The song continues to play as I tiptoe up the stairs, trying hard not to make a sound. If I’m going to catch whoever’s doing this, I need surprise on my side.

The music gets louder when I reach the second floor, which actually works to my advantage. It covers the sound of my footsteps as I pad into my bedroom and take the knife from the nightstand.

I move down the hallway, gripping the knife so tight my knuckles turn white. They remain that way as I climb the steps to the third floor. On the other side of the closed study door, the song continues to pulse.

I throw open the door and burst inside, announcing my presence with a primal scream and a jabbing knife.

The study is empty.

Almost.

On the desk, suddenly back again, is Buster.

* * *

I stand in the driveway, hugging myself against the evening chill as Chief Alcott finishes her sweep of Baneberry Hall.
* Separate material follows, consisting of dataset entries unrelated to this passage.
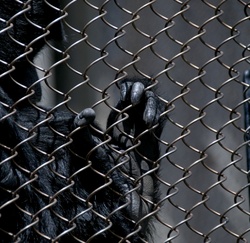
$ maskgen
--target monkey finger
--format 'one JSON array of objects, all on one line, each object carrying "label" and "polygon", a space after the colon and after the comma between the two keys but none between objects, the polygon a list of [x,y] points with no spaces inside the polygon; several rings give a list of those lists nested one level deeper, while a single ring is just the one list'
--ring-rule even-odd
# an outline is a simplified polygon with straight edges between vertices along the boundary
[{"label": "monkey finger", "polygon": [[74,124],[76,127],[88,125],[95,120],[95,116],[93,109],[86,108],[75,117]]},{"label": "monkey finger", "polygon": [[151,127],[158,120],[157,118],[157,98],[152,91],[146,91],[145,93],[147,103],[143,114],[143,120],[146,125]]},{"label": "monkey finger", "polygon": [[135,82],[131,89],[131,103],[138,104],[143,96],[145,86],[141,82]]}]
I called her immediately after finding Buster and met her at the front gate. All the reporters had disbursed for the night, thank God. Had they stayed, they would have seen me unlocking the gate with trembling hands, pale as a ghost.

Upon her arrival, Chief Alcott checked the outside of the house first, circling it with a flashlight swept back and forth across the exterior walls. Now she’s inside, checking the windows. I see her from the driveway—a dark figure framed in an eyelike window on the third floor.

When she’s done, she steps onto the porch and says, “There’s no sign of a break-in.”

It’s exactly what I don’t want to hear. Something that pointed to forced entry—say, a broken window—would be a much better alternative to the reality I now face. Which is that there’s no rational explanation for the record player turning on, or the sudden reappearance of Buster.

“Are you sure what you think happened actually, you know, happened?” she asks.

I hug myself tighter. “You think I’m making this up?”

“I didn’t say that,” the chief replies. “But I’m not discounting the possibility that your imagination is running a little wild right now. It wouldn’t surprise me, considering what you found in the kitchen the other day. That would make anyone jumpy.”

“I know what I saw,” I say. “And I know what I heard.”

“Maggie, I looked everywhere. There’s absolutely no way an intruder could have gotten inside this house.”